BEING three weeks into a COVID-19 quarantine, I can hardly remember what my normal routine feels like. Like many others, I am working from home, have tried my hand at baking banana bread, offered haircuts to everyone in my family and participated in more ‘Zoom’ video-call quizzes than I can count.

While I ordinarily live in my own flat, I moved back into my family home for the lockdown. As a friend pointed out on a FaceTime call last week, it feels reminiscent of being 14 years old, with the majority of time being spent with family and venturing out of the small town surrounding our house out of reach. Coffees and retail therapy with pals, pubs and nights out are a distant memory.

With a normal social life out of the window, having already missed the wedding of a best pal and two hen-dos, this is obviously disappointing. However having mourned the loss of the wedding, hen-dos and who knows what else to come, I am now appreciating how lucky I am.

My current ‘quarantine routine,’ which I’m well aware is likely to be the new normal for the foreseeable, has become fairly normal. This consists of working from home, sharing leisurely meals with my family, going for a run each day and dabbling in as many rogue hobbies as I can—have currently tried and tested kayaking, knitting and Zoom yoga classes.

Of course this is difficult in its own way. Living with parents as an adult and not having any real space of your own is tricky. And spending the majority of time with family can be trying. Being someone who is incredibly restless, being in the house all day every day for work is far from desirable. The potentially negative consequences of this quarantine on everyone’s mental health should certainly be recognised.

However, I am grateful that I have a comfortable place to stay with company, the luxury of being able to work home, and access to plenty of places to walk and run round about.

Flicking through the pages of Grazia this week, four powerful testimonials from NHS workers described on a human level—in a way the news cannot—just how physically and emotionally draining their jobs are just now. Isolating themselves from their families, watching people dying alone and facing a lack of the resources necessary for them to do their jobs properly. Reading these distant tales from the comfort of my own home highlighted how easy I have it.
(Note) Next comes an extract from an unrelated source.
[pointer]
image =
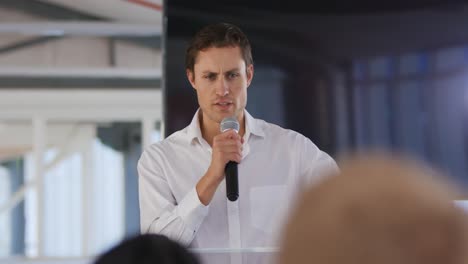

As well as these workers, many people I know are unable to work from home, or were working for businesses that have gone under during the crisis. Besides the obvious financial strain, the lack of that little bit of normality that continuing to work provides can have a serious strain on mental health.

The elderly or those who live alone face a similar debacle. Taking up new hobbies, FaceTiming friends and going for walks is all well and good, but spending day-in, day-out in your home unable to see anyone definitely does not sit well with our gregarious nature.

So I know that the occasional boredom I am facing in quarantine is an incredible privilege and that those lucky enough to be in this position should try their best to do whatever we can to help those who are worse off just now. Whether it be making an effort to phone those who live alone, support the NHS in any way we can, or picking up essentials for those who can’t get out.

So many people across the country are doing just this, and it seems we will all help each other through this crisis.